"You're in my spot."
With a groan of frustration, I saw Alexis Sanchez motion to
the bench. He’s done his hamstring again, and after a mediocre performance with
one momentary glimpse of his past brilliance – it was too much to take on a day
United was winning but with storms always on the horizon. Brought about by as
inept a performance as you would have expected from the late days of the previous
reign.
Hobbling off, he sat down and got comfortable only to then see the ‘Boss’, not Alex Ferguson, not Jose Mourinho, but Ole Gunnar Solskjaear the baby -faced former assassin turned manager motioned him to get out of his chair.
I smiled.
There is a romance of seeing a former successful player come
back to a stadium nicknamed ‘The Theatre of Dreams’ and becoming successful. And
OGS is caught between two. Across the city, the nosy neighbours have found
voice through a man fashioned in the fires of Barcelona – first as a player and
then as a resourceful manager. Pep Guardiola at Manchester City is coming onto
a half century of existence on this planet having won every domestic trophy
possible whether on the pitch or off it. His name will be etched in the foundation
of the 21st century football legacy. And he is still getting
started.
On the other side is Zinedine Zidane, the ‘popular’ inheritor
of the seat OGS sits in. A much more famous player than manager, he mastered
the ability to make a Real Madrid team reeling from a Jose Mourinho hangover
into a cerebral masterpiece. They were never going to be a consistent work
force, but the moments of clarity required to better the crunch moments –
Zidane learnt that beautifully as a player and transferred it to the ones under
his charge. Winning the premier continental cup in Europe is no mean feat, and
that too three times in a row is almost unheard of with the challenges of
modern day football.
And now we shall come to Ole Gunnar Solskjear.
Alex Ferguson found a key role for him in the team after a lost
chase for Shearer left them scrambling to get Molde’s top striker for an amount that
astonished everyone. Being offered around for much lesser, Molde might have
thought they got a good deal in.
Half a decade later the striker would prove to become one of
the greatest bargains in transfer history – and a legend in a club growing from
strength to strength.
True to OGS, he understood his role as an impact substitute
wonderfully. Playing a full game from the start was for workhorses like Andy
Cole and Dwight Yorke, but keeping the nerve in those thundering moments of
closure - that was when the smiling assassin would be revealed.

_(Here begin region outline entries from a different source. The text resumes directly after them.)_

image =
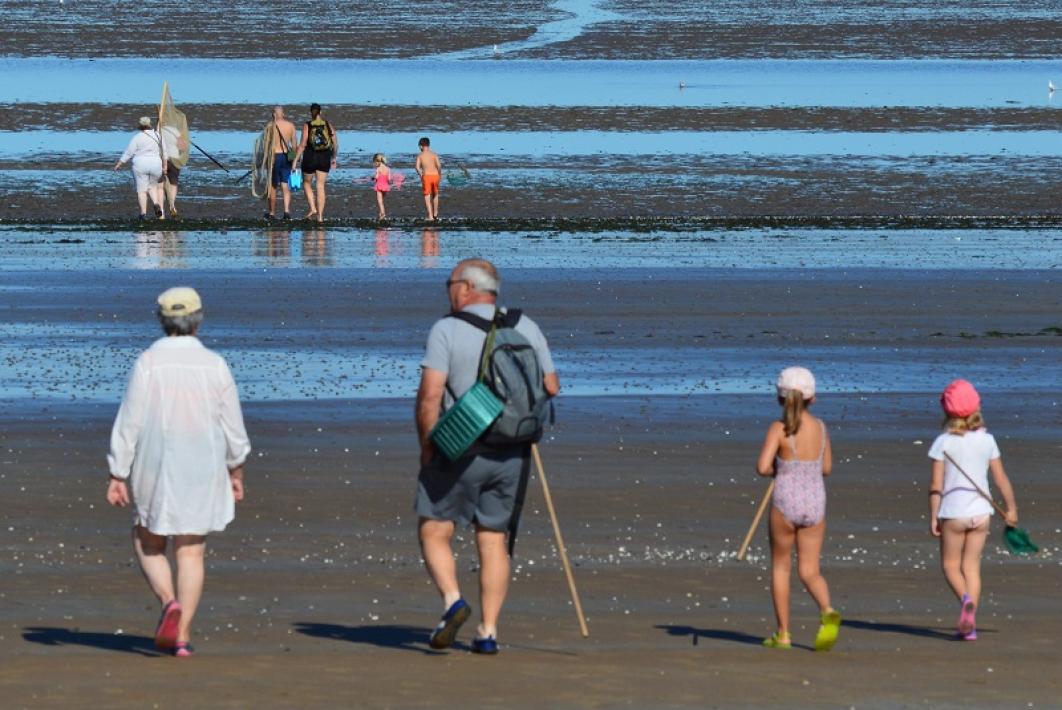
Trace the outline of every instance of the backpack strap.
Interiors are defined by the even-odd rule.
[[[494,351],[494,334],[497,332],[498,328],[515,328],[516,324],[520,322],[520,316],[524,312],[514,308],[510,311],[502,311],[500,308],[495,308],[494,318],[487,319],[476,315],[475,313],[469,313],[468,311],[450,311],[446,314],[447,318],[457,318],[458,321],[464,321],[469,326],[478,328],[486,333],[486,342],[483,343],[483,350],[479,357],[479,379],[482,380],[486,376],[486,366],[490,361],[491,353]],[[453,396],[453,393],[450,393]]]
[[[491,326],[493,325],[497,325],[499,328],[515,328],[516,324],[520,322],[520,317],[523,317],[523,315],[524,311],[518,308],[513,308],[508,311],[502,311],[501,309],[495,310],[493,321],[482,318],[475,313],[469,313],[468,311],[450,311],[446,314],[446,317],[464,321],[469,326],[479,328],[484,333],[489,333],[491,332]]]
[[[491,326],[494,325],[493,321],[487,318],[482,318],[475,313],[469,313],[468,311],[450,311],[446,314],[447,318],[457,318],[458,321],[464,321],[469,326],[474,328],[479,328],[484,333],[491,332]]]

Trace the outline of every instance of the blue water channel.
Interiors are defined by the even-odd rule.
[[[1062,60],[0,59],[0,102],[1056,106]],[[327,76],[314,83],[307,77]]]

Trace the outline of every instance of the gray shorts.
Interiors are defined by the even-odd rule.
[[[421,469],[414,508],[422,518],[452,520],[464,527],[473,522],[507,531],[528,463],[525,449],[503,454],[480,454],[458,462],[442,455]]]

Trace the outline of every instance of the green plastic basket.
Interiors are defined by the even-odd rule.
[[[490,387],[476,382],[439,418],[428,438],[444,456],[457,461],[482,436],[503,409],[504,404]]]

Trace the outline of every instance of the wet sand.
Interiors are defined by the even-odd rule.
[[[1049,272],[1023,277],[1035,288],[1015,288],[1013,274],[991,271],[958,281],[931,271],[788,281],[778,270],[712,278],[697,271],[639,277],[632,270],[604,281],[585,271],[508,273],[507,301],[537,316],[562,377],[566,351],[607,353],[630,342],[645,350],[639,362],[687,343],[709,352],[740,343],[755,371],[778,337],[825,347],[824,358],[861,348],[891,352],[883,357],[896,362],[925,345],[939,349],[942,379],[963,362],[1005,374],[1022,365],[1004,341],[954,331],[941,339],[939,329],[1035,332],[1058,325],[1062,295]],[[251,337],[273,340],[312,322],[328,324],[314,347],[355,357],[380,347],[380,339],[419,343],[441,308],[434,278],[408,274],[398,292],[371,280],[340,285],[343,273],[328,274],[185,271],[181,278],[215,299],[204,335],[222,352],[236,341],[215,343],[211,326],[238,323]],[[8,272],[5,310],[28,323],[89,325],[105,316],[116,334],[97,325],[90,336],[104,345],[154,337],[142,304],[174,273],[90,275],[71,275],[65,289],[53,290],[35,272]],[[960,297],[959,283],[978,297]],[[71,299],[83,307],[73,314]],[[16,304],[21,308],[12,310]],[[349,304],[360,307],[352,312]],[[130,329],[136,324],[142,339]],[[1057,352],[1062,339],[1034,337],[1027,346]],[[636,367],[631,378],[637,381]],[[5,703],[428,707],[474,697],[483,707],[1049,706],[1062,690],[1050,651],[1062,633],[1062,535],[1051,514],[1062,504],[1051,464],[1058,394],[1050,385],[1011,392],[1006,382],[1000,377],[1001,389],[986,394],[987,416],[1017,486],[1023,523],[1045,552],[1014,559],[993,536],[976,644],[949,638],[955,603],[925,533],[935,394],[832,395],[822,383],[819,412],[838,461],[823,561],[847,620],[827,656],[758,646],[772,623],[764,530],[748,562],[730,557],[764,490],[751,467],[775,413],[769,395],[562,397],[543,453],[592,637],[579,638],[535,483],[502,654],[494,659],[467,653],[468,631],[451,652],[426,645],[438,601],[414,542],[410,400],[316,400],[318,385],[301,401],[250,402],[250,498],[230,530],[211,538],[196,625],[201,655],[189,662],[153,657],[157,610],[131,559],[127,517],[102,501],[117,402],[8,401],[0,427]],[[468,535],[459,554],[475,604]],[[795,640],[806,645],[815,613],[799,586],[793,613]]]
[[[375,196],[365,183],[370,154],[350,156],[331,177],[325,217],[346,221],[375,217]],[[1056,219],[1062,158],[1039,157],[844,157],[593,156],[547,162],[487,159],[467,162],[457,156],[472,179],[453,186],[444,181],[440,213],[444,220],[499,221],[584,220],[609,225],[629,218],[662,222],[689,218],[735,218],[828,221],[830,218],[969,218],[1004,215],[1013,223]],[[221,156],[223,161],[225,156]],[[412,158],[410,158],[411,160]],[[85,160],[85,158],[82,158]],[[129,171],[115,174],[98,157],[85,170],[73,160],[45,161],[44,174],[22,177],[21,170],[0,174],[4,194],[0,220],[40,224],[95,223],[127,219],[137,213]],[[254,220],[264,211],[246,187],[233,185],[233,173],[205,166],[182,174],[178,207],[189,220]],[[409,162],[398,162],[412,175]],[[49,166],[63,170],[49,170]],[[24,169],[24,163],[19,168]],[[2,169],[2,167],[0,167]],[[531,171],[530,174],[527,171]],[[92,184],[86,184],[91,180]],[[356,179],[361,179],[355,184]],[[296,218],[307,211],[305,195],[292,202]],[[415,175],[388,197],[388,211],[398,220],[424,214]],[[792,219],[795,218],[795,219]],[[918,220],[915,219],[915,223]],[[864,222],[870,225],[873,219]]]
[[[0,103],[0,131],[132,131],[139,104]],[[272,106],[182,104],[195,131],[250,131]],[[157,110],[157,109],[154,109]],[[299,118],[301,106],[289,106]],[[1058,109],[943,107],[330,106],[340,129],[457,131],[1054,131]],[[196,160],[202,156],[196,155]],[[205,159],[205,158],[203,158]]]
[[[565,3],[585,12],[592,3]],[[1059,3],[920,4],[783,2],[609,3],[619,17],[572,37],[512,53],[550,58],[1046,57],[1058,54]],[[11,17],[5,52],[33,56],[423,57],[530,38],[543,22],[571,17],[544,1],[475,5],[287,7],[211,1],[183,7],[114,7],[102,0],[53,5],[0,3]],[[151,33],[100,31],[137,27]],[[319,31],[313,32],[314,29]],[[307,32],[313,32],[308,41]],[[507,54],[508,56],[508,54]]]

The crescendo was obviously the Treble season, where he
scored one of his 29 goals off the bench in the dying seconds of a match in Barcelona
against a Bayern Munich side still understanding how United had drawn level after being second best for almost the entire match. It would have been an amazing turnaround from 1-0
down to 2-1 up in any match. But this wasn’t any match.
This was the Champions League Final.
Around 8 years later, fittingly scoring against Blackburn
after coming on in his final game, he took up the mantle of reserves manager mentoring the men who would go on to become pillars of a new United team.
And soon, he found his first full time managerial job with Molde, the club which provided him the platform
to get to United in the first place. But unlike the fairytales of Zidane and
Guardiola, Molde and post that Cardiff have proven to be a bit duller for a man
who lit up nights in Barcelona and Manchester.
A mixed run in Norway and a disastrous season in UK are
hardly credentials on which to build a resume for assuming the job of one of
the most prestigious clubs in the world. Everyone saw him as the sub for
Mourinho in the middle of a panic spell for United – just there to fill the
time and rally the troops till the ‘proper’ man, the starter came. Even after 5
wins at the start, matching Sir Matt Busby’s record, the argument is still out
amid concerns of player power running the show.
Is he the man to lead United into a fairytale? Cause Old
Trafford has seen it’s share of nightmares over the last few seasons since the
man who brought him to United at the tender age of 23 left the scene.
There will be doubts, and a few of them may be answered if
United get the better of Tottenham next weekend. But the steel, the need to
impose yourself in a world of dabbing megastars and social media gloryhounds –
I saw a bit of that when he took Alexis off the seat.
It was his.
And the super sub wanted to start this time.